Economic free-market reforms of the last decades have removed many barriers to foreign investment, and the World Bank in 2005 praised New Zealand as being the most business-friendly country in the world.

Traditionally New Zealand’s economy was built upon a narrow range of primary products, such as wool, meat and dairy products.

Since 1984, the government of New Zealand has undertaken major economic restructuring, moving an agrarian economy dependent on concessionary British market access toward a more industrialised, free market economy that can compete globally. This growth has boosted real incomes, broadened and deepened the technological capabilities of the industrial sector, and contained inflationary pressures. Inflation remains among the lowest in the industrial world.

New Zealand’s economy has traditionally been based on a foundation of exports from its very efficient agricultural system. Leading agricultural exports now include meat, dairy products, forest products, fruit and vegetables, fish and wool. New Zealand was a direct beneficiary on many of the reforms achieved under the Uruguay Round of trade negotiations, with agriculture in general and the dairy sector in particular enjoying many new trade opportunities in the long term.

The country has substantial hydroelectric power and sizable reserves of natural gas, much of which is exploited due primarily to major Keynesian import substitution-oriented industrial projects. Leading manufacturing sectors are food processing, metal fabrication, wood and paper products.


The healthcare system in New Zealand has undergone significant changes throughout the past several decades. From an essentially fully public system in the early 20th century, reforms have introduced market and health insurance elements primarily in the last three decades, creating a mixed public-private system for delivering healthcare.

The Accident Compensation Corporation covers the costs of treatment for cases deemed as ‘accidents’, for all people legally in New Zealand (including tourists), with the costs recovered via levies on employers, employees and some other sources such as car registration.

The high-quality system of public hospitals treats citizens, permanent residents and people on a minimum two year work and student visa free of charge and is managed by District Health Boards. However, costly or difficulty operations can require long waiting list delays unless the treatment is medically urgent. Because of this, a secondary market of health insurance schemes exists which fund operations and treatments of this type for their members privately.


Education in New Zealand follows the three-tier model which includes primary schools, followed by secondary schools and tertiary education at universities and polytechnics.

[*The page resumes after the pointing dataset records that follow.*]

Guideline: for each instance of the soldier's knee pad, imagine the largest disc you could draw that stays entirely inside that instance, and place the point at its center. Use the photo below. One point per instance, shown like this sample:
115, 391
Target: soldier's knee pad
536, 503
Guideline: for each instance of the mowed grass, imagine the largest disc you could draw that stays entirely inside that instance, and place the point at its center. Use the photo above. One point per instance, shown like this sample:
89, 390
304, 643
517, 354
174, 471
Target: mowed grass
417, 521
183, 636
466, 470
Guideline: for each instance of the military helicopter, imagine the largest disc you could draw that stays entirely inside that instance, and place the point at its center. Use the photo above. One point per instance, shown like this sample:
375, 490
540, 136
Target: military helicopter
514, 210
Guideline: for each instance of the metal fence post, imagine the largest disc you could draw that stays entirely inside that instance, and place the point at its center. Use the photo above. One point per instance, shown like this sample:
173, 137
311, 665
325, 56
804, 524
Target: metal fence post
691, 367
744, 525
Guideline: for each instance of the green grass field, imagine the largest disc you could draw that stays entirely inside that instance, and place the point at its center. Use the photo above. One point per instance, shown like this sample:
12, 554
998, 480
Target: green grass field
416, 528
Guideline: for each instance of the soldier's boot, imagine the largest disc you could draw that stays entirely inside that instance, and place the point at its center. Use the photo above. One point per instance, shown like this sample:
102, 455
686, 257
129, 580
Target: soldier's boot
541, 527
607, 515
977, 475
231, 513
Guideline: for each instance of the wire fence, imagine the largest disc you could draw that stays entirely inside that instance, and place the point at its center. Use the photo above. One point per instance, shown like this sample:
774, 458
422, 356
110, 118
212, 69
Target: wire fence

New Zealand’s education system is continually ranked amongst the best in the world.

Education is free and compulsory between the ages of 6 and 16. Families wishing to home school their children can apply for an exemption. To get an exemption from enrollment at a registered school, they must satisfy the Secretary of Education that their child will be taught “as regularly and as well as in a registered school”.

Tertiary education fees for citizens and permanent residents are subsidised by the Government, and the student portion of the fee can be loaned from the Government under the Government’s Student Loan Scheme. Students enrolled in courses can access not only Student Loans but also Student Allowances to assist with fees and living costs.
New Zealand has 8 Universities, 5 Colleges of Education and a wealth of Polytechnics.